- cross-posted to:
- [email protected]
- cross-posted to:
- [email protected]
As an update to everyone following, I had a meeting today with the Flatpak SIG and Fedora Project Leader, which was a very good conversation. We discussed the issues, how we got here, and what next steps are. For anyone not interested in the specific details, the OBS Project is no longer requesting a removal of IP or rebrand of the OBS Studio application provided by Fedora Flatpaks. This issue should be used for tracking of the other specific, technical issues, that the Fedora Flatpak does still have, which I will address below. From our perspective, there were two key points that we feel are the most important to address:
- The issue with the Qt runtime having regression
- The issue of not knowing where to report bugs for what is a downstream package
For the first bullet, this should be resolved with the update to the latest runtime, which includes Qt 6.8.2 that has the fixes for those regressions in it. For the second, this is obviously a much larger issue to tackle, especially for a project as large as Fedora. We had some very good discussion on how this might be accomplished in the medium-long term, but don’t consider it a blocker at this point. We plan to stay engaged and offer our perspective as an upstream project. In addition to those two previously blocking issues, we discussed a handful of other problems with the Fedora Flatpak. I’ll keep the details high level in the interest of brevity on this update:
- OBS Studio running on Mesa LLLVM pipe instead of with hardware acceleration (i.e. the GPU)

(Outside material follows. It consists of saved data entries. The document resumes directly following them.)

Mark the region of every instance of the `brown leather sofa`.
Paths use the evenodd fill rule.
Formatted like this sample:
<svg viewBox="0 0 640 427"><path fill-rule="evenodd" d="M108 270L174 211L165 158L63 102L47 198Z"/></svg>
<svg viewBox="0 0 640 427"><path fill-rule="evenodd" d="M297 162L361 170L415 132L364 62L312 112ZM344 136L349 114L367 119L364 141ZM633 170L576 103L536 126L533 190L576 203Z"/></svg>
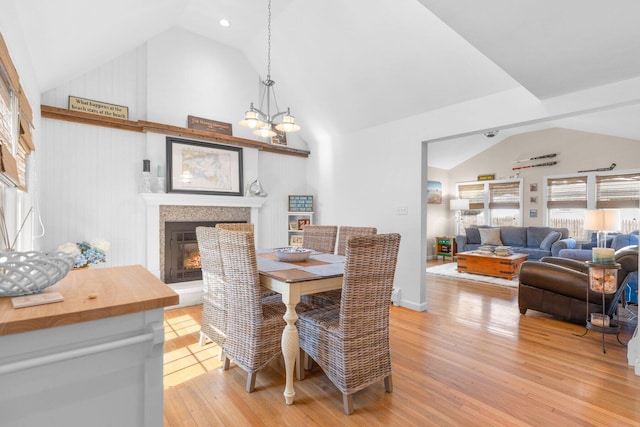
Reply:
<svg viewBox="0 0 640 427"><path fill-rule="evenodd" d="M612 316L626 281L638 271L638 246L626 246L615 253L618 292L605 295L606 313ZM574 323L587 318L588 267L582 261L544 257L525 261L520 267L518 306L520 313L536 310ZM602 313L602 294L589 290L589 313Z"/></svg>

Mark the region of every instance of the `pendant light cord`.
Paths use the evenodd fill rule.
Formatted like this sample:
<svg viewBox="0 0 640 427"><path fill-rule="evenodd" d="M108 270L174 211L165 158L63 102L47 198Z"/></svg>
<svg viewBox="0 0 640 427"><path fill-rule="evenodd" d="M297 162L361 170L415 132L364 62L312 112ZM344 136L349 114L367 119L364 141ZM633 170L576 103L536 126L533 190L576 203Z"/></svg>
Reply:
<svg viewBox="0 0 640 427"><path fill-rule="evenodd" d="M267 21L267 80L271 81L271 0L269 0L269 18Z"/></svg>

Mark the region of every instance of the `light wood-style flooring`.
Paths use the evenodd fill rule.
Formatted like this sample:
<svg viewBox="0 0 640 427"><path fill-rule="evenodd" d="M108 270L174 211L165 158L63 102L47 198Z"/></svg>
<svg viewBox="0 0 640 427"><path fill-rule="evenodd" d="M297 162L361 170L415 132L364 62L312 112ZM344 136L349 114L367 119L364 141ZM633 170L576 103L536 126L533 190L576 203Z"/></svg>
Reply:
<svg viewBox="0 0 640 427"><path fill-rule="evenodd" d="M198 344L201 307L168 310L164 425L640 425L640 376L615 336L603 354L596 332L522 316L515 288L428 275L427 301L425 312L391 307L393 393L382 381L356 393L352 415L317 367L287 406L281 358L246 393L244 371L223 371L218 347Z"/></svg>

- X11 Fallback leading to OBS crashing
- VLC Plugin not behaving as expected in the sandbox, needs testing
- Shipping of third-party plugins in the Fedora Flatpak
The discussion was positive and they are actively working to resolve those issues as well, which should hopefully only affect a small number of users. I would like to give a final thank you to Yaakov and the FPL for taking the time to talk to us today.
I still don’t understand why Fedora feels it is superior at packaging a flatpak over the people who actively develop and distribute their own flatpak.
Sure, the bugs might be fixed now, but Fedora still prefers its own flatpak repo over flathub for little benefit, duplicating the effort of dozens of developers for a worse downstream experience.
If you distribute your app via Flatpak, what benefit is there over “disk space” (irrelevant for all but embedded devices) or the vague superiority complex of distro maintainers to manage your dependencies for you.
Even if downstream fixes a bug or two, those should be merged upstream. Imagine if Fedora staunchly refused to upstream fixes to bugs in the kernel?
Fedora Flatpak exists to match Fedora’s philosophy on FOSS, patented software, and security.
Everything in Fedora must be FOSS and free of legal issues, like codecs. Fedora also takes security seriously, so all their Flatpaks use dependencies all from Fedora repos.
I wonder how much is philosophy and how much is not wanting legal troubles. Those things aren’t contradicting of course.
Problem is that they have a very staunch stance of not allowing closed source software in their repo. And that apply to flatpak repos too. By default only Fedora own Flatpak repo is enabled, with only open-source software. But why repackage OBS, which is already open-source? My guess would be:
That’s my main thought as well. If something about yours is better, suggest a fix to the developer. You could both mutually benefit.
Everyone always focuses on disk space, but IMO the real issue is download size, especially when you update a bunch of flatpaks together.
I still prefer the upstream flatpaks over Fedora’s though.